The significant increase in tax refunds is attributed to the multitude of changes introduced in the One Big Beautiful Bill Act, which is estimated to cost between $3 and $4 trillion over the next decade. These changes include new deductions for workers receiving tips and overtime pay, as well as a bonus deduction for seniors. Additionally, homeowners, parents of young children, and charitable donors will also benefit from new tax breaks, creating more opportunities for tax planning.
As the end of 2025 approaches, individuals still have time to make year-end tax moves to take advantage of the changing tax laws and maximize their refunds.

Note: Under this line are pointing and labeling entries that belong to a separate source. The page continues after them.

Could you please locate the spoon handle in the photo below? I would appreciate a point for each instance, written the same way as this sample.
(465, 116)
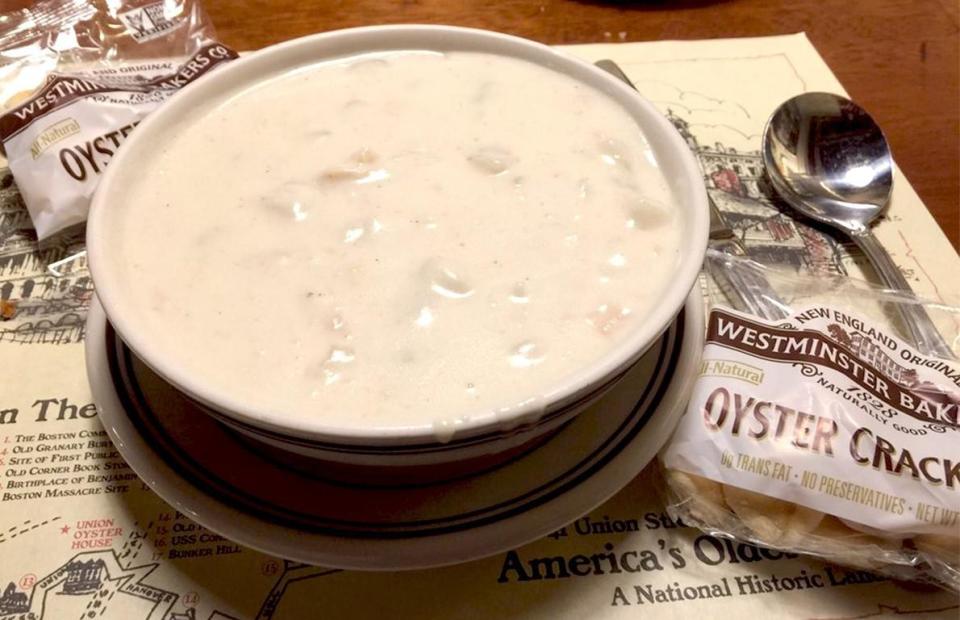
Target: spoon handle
(915, 318)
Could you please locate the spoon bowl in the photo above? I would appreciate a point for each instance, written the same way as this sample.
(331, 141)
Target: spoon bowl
(830, 161)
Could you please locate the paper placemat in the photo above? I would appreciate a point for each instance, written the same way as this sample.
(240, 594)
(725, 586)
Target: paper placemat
(93, 542)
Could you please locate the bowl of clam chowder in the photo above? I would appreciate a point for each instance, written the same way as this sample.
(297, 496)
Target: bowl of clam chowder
(398, 245)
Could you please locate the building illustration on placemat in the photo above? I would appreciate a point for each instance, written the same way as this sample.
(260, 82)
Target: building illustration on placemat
(734, 181)
(44, 287)
(92, 581)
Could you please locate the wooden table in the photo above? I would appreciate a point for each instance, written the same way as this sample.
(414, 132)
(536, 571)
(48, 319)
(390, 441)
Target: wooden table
(898, 58)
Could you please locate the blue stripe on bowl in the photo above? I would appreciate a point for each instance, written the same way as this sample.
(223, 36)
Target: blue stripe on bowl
(208, 482)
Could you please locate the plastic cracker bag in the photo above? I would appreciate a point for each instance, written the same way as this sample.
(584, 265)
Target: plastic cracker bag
(76, 76)
(815, 428)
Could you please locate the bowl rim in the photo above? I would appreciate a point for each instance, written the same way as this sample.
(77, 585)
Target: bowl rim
(268, 62)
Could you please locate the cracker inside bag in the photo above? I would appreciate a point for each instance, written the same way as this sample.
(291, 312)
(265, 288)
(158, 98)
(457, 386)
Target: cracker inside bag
(76, 77)
(821, 431)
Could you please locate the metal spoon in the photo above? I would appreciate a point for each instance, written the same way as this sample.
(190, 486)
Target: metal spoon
(830, 161)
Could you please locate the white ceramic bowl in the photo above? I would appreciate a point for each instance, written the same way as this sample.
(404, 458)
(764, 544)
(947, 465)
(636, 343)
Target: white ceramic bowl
(482, 436)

According to Mark Baran, a managing director at CBIZ, this year presents more opportunities than usual for tax planning due to the new legislation.
Key changes in the tax law include increased deductions for workers who qualify for tip and overtime deductions, as well as higher deductions for senior citizens and homeowners. The expansion of the state and local tax deduction to $40,000 will also impact millions of households, prompting more taxpayers to itemize their deductions.
To make the most of these tax breaks, individuals are advised to carefully consider their income levels and make strategic financial decisions. Self-employed workers and retirees have more control over when they receive income, allowing them to strategically manage their tax liability. However, W-2 workers may have limited options for lowering their taxable income, such as increasing contributions to retirement accounts.
Furthermore, the new law introduces a “senior bonus” deduction aimed at reducing taxable income for seniors. This presents an opportunity for individuals to convert pretax retirement savings to after-tax savings through Roth conversions.
It’s important to note that while federal income taxes are undergoing significant changes, state tax laws may not necessarily follow suit. State legislatures have varying timelines for adopting federal tax breaks, leading to a patchwork of laws across different states.
Parents and legal guardians also have the opportunity to open tax-deferred “Trump Accounts” for their children, with U.S. citizen babies born between 2025 and 2028 receiving a free $1,000 deposit. Philanthropists and employers are also allowed to contribute to these accounts, providing a tax-advantaged savings strategy for minor children.
Overall, the 2026 tax season will be a test of the real benefits of the One Big Beautiful Bill Act, offering taxpayers the opportunity to maximize their refunds through strategic tax planning and taking advantage of the new tax breaks introduced in the legislation.